Eamon de Valera was born in New York but brought up in Limerick. He studied mathematics at the Royal University and, dedicated to the Irish Language, joined the Gaelic League in 1908.
He also joined the Irish Volunteers in 1913 and during the Easter Rising in 1916 commanded the Third Battalion at a bakery, Boland's Mill.
He was sentenced to death for his involvement but, unlike other commandants, was reprieved. It has been suggested that this was due in part to him being American by birth.
In any case after being released he was elected MP for East Clare in a by-election before being arrested again, along with other Sinn Fein leaders, for alleged complicity in a German plot (Gibney 2017).

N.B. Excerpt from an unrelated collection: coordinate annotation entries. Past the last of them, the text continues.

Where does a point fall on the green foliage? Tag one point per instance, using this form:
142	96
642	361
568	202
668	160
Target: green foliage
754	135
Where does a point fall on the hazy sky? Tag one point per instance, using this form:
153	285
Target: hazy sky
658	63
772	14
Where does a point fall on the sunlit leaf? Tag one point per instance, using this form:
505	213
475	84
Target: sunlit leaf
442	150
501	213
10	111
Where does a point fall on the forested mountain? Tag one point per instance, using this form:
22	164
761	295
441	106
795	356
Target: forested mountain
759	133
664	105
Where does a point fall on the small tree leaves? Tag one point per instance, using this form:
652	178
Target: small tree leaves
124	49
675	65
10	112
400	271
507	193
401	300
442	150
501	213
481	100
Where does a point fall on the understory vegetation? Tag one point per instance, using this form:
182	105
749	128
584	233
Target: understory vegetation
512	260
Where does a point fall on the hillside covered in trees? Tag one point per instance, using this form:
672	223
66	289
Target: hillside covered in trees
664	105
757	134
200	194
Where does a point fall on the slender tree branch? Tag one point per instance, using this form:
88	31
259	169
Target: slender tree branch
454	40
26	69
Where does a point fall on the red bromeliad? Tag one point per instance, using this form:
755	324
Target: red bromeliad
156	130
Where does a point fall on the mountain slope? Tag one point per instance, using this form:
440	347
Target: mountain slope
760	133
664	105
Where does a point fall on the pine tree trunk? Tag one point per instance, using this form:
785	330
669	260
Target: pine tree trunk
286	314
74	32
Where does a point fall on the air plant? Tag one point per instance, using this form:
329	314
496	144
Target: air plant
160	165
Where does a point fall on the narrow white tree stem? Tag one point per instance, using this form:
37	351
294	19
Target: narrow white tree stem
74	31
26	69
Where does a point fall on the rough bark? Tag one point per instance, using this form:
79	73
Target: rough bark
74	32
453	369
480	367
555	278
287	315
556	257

This time de Valera escaped from Lincoln jail. Elected first President of the Dail, he made his way to America where between 1919 and 1920 he raised $5 million for Ireland's cause.
Back in Ireland he clashed with Michael Collins over the conduct of the Anglo-Irish War. He also repudiated the Anglo-Irish Treaty which Collins negotiated and resigned as President after it was accepted by the Dail.
However, backing as he did "external association" with (but not membership of) the Commonwealth he found himself side-lined by more trenchant anti-Treaty forces. In 1916, dissatisfied with Sinn Fein, he founded Fianna Fail. He wanted, after the Civil War, an alternative non-militaristic outlet for those with republican sympathies (Gibney 2017).